Pumpkin Patch Island Style – Oahu, Hawaii

Seasonal traditions aren’t constrained by climate.  I have celebrated many a Christmas in the southern hemisphere, sweat pouring from my brow, dripping onto the wrapping paper on my lap from a just-opened gift. Christmas doesn’t always mean snow, cold, and a warm fire. 

I have spent Easters anticipating the cool-ish rains, glad to leave the heat behind.  Easter doesn’t always mean daffodils and spring. 

Independence Day?  I remember one particular 4th of July being cold and rainy.   That’s July at high elevation near the equator. 

The lemonade stand before the long line appeared.

This week I was particularly delighted to see a fall pumpkin patch à la Hawaii.  No corn maze or hot apple cider here.  This patch was completely climate appropriate, resisting appropriation from more northern latitudes.  Mason jars with ice-cold li hing lemonade were purchased.  Instead of a fiery array of deciduous autumn leaves, tropical foliage enveloped the grounds.  Hot, cold – orange pumpkins can grow almost anywhere.  Throw in a ride behind a tractor and some local farm animals and you have a pumpkin patch.  No hot cocoa or hope of a crisp breeze necessary.

Truth be told, I didn’t search out this pumpkin patch on my own, though for some families a pumpkin patch visit with the obligatory posed photo in a field of pumpkins is an annual tradition.  However, I was a willing tagalong.  I couldn’t help but wonder, how does a Hawaiian farm do a pumpkin patch?  The answer?  Very well indeed.

What a spectacular petting zoo!  There weren’t just a couple pygmy goats and a rabbit for good measure.  This petting zoo was a legit zoo.  Gorgeous wandering chickens.  Inquisitive alpacas.  Cows, including the only two of the Scottish highlander breed on the island. Lumbering tortoises.  Donkeys. And yes, a variety of friendly goats. 

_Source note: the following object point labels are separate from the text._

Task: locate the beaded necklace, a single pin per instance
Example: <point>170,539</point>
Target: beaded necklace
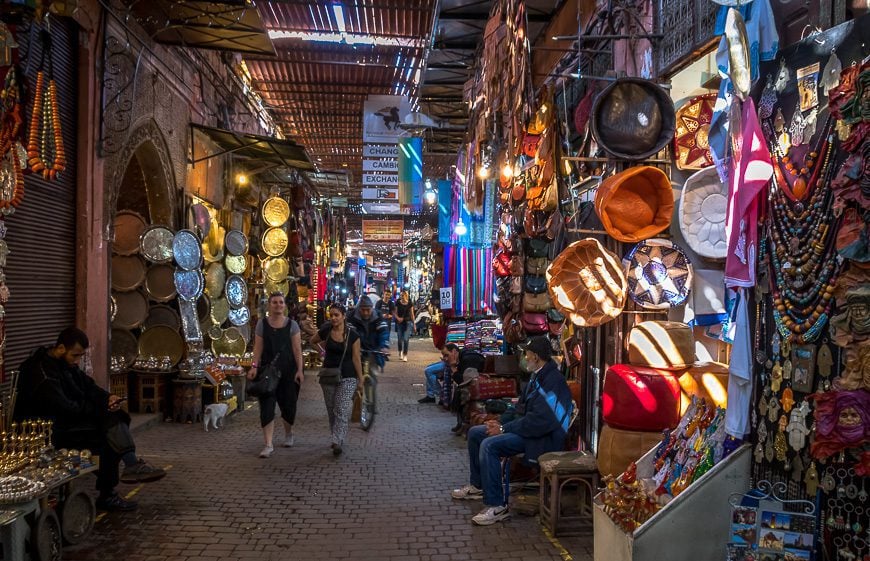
<point>804,267</point>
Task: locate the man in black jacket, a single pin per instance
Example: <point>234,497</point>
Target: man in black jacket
<point>544,409</point>
<point>52,386</point>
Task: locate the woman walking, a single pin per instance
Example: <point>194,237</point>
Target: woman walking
<point>404,323</point>
<point>277,338</point>
<point>341,346</point>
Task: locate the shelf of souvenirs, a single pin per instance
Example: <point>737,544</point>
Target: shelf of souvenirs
<point>30,466</point>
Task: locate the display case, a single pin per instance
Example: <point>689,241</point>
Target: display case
<point>694,525</point>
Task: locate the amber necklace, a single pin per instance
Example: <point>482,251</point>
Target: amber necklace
<point>45,153</point>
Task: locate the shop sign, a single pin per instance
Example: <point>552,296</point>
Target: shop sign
<point>381,165</point>
<point>382,115</point>
<point>390,231</point>
<point>381,194</point>
<point>377,179</point>
<point>446,298</point>
<point>380,151</point>
<point>381,208</point>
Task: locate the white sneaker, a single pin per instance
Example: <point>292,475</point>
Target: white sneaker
<point>491,515</point>
<point>467,492</point>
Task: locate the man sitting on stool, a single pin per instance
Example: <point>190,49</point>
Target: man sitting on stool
<point>52,386</point>
<point>545,409</point>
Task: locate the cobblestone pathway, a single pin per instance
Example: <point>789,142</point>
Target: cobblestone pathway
<point>386,498</point>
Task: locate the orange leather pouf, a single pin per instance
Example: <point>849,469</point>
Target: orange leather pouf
<point>618,448</point>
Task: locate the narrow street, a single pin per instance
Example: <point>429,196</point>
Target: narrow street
<point>387,497</point>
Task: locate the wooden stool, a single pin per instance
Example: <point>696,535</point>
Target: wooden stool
<point>150,387</point>
<point>558,470</point>
<point>187,406</point>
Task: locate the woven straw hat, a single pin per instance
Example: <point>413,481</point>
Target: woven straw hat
<point>636,204</point>
<point>703,206</point>
<point>587,283</point>
<point>659,274</point>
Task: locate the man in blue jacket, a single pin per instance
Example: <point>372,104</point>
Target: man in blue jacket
<point>545,412</point>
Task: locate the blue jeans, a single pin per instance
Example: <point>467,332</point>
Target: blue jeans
<point>434,372</point>
<point>484,457</point>
<point>403,331</point>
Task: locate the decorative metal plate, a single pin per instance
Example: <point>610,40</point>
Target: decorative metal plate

This dove, perched watchfully in his feathered boots, patrolled the top of the guinea fowl coop. Those guinea fowl weren’t going to escape, however. The variety of cast iron cast-offs ensured the roof was going nowhere.
Children wait in line for the hay ride.


Chickens can be some of the most beautiful, exquisite creatures. Here, he could be mistaken for a part of the ornamentation.
The actual pumpkin patch, vines cleaned out, ready for the hordes to descend for photo ops.

Waimanalo Country Farms has been owned and operated by the same family for generations.  Whether or not a change of seasons is in the air, they know how to manage their well-oiled pumpkin patch machine.

2 responses to “Pumpkin Patch Island Style – Oahu, Hawaii”

  1. Hi, Heidi,

    This was a very entertaining piece! Loved the photos. Thanks ever so much!